A batida que vem dos escombros – Entrevista Iggor Cavalera
Em 1989, sob os escombros da revolta juvenil e de um país que há pouco havia saído da ditadura, um novato baterista despontava no cenário da música pesada mundial. Iggor Cavalera, então com 19 anos, experimentava a sensação de ver o Sepultura — banda que formou com o irmão Max (voz e guitarra) — transformar o sonho adolescente numa verdadeira hipnose em massa entre os apreciadores de música extrema. Foi justamente no último ano da década de 1980 que o grupo mineiro lançou Beneath the Remains, trabalho que os consagrou como uma das potências do metal na época.

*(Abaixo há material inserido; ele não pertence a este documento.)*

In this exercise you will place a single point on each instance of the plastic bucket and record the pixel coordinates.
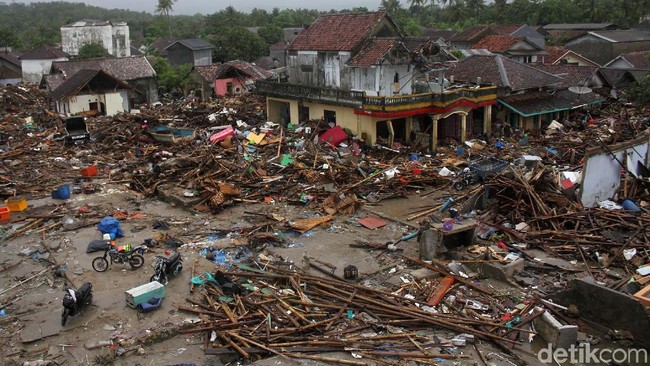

Não à toa que, após quase 30 anos, os Cavalera revisitem a discografia do antigo conjunto dando atenção especial a esse registro e seu sucessor Arise (1991). Em Porto Alegre, esse show especial, nomeado como Max & Iggor Cavalera 89/91 Era Special Setlist, rola em 4 de novembro, no Opinião (José do Patrocínio, 834).
A importância do Beneath the Remains não foi soterrada pelo tempo. No livro Sepultura: Toda A História — escrito pelo jornalista André Barcinski e pelo então roadie de longa data do quarteto Silvio Gomes — há um trecho do capítulo que fala sobre o disco que reforça tal percepção: “O Sepultura passou de banda desconhecida a uma das maiores promessas do heavy mundial”. Ainda de acordo com a publicação, foram mais de 60 shows na turnê do álbum (desde o fim de 1988 até dezembro de 1989) e 600 mil cópias vendidas.
O disco foi gravado durante a segunda quinzena de dezembro, em 1988, no estúdio Nas Nuvens (Rio de Janeiro), e teve produção do então mago do metal Scott Burns (que topou vir dos Estados Unidos por um cachê menor do que o usual). Além disso, foi o primeiro material do Sepultura com a chancela de uma gravadora de respeito, a Roadrunner Records.
Na entrevista a seguir, o próprio Iggor relata algumas impressões da época e como é reencontrar com o passado que já foi um futuro primitivo.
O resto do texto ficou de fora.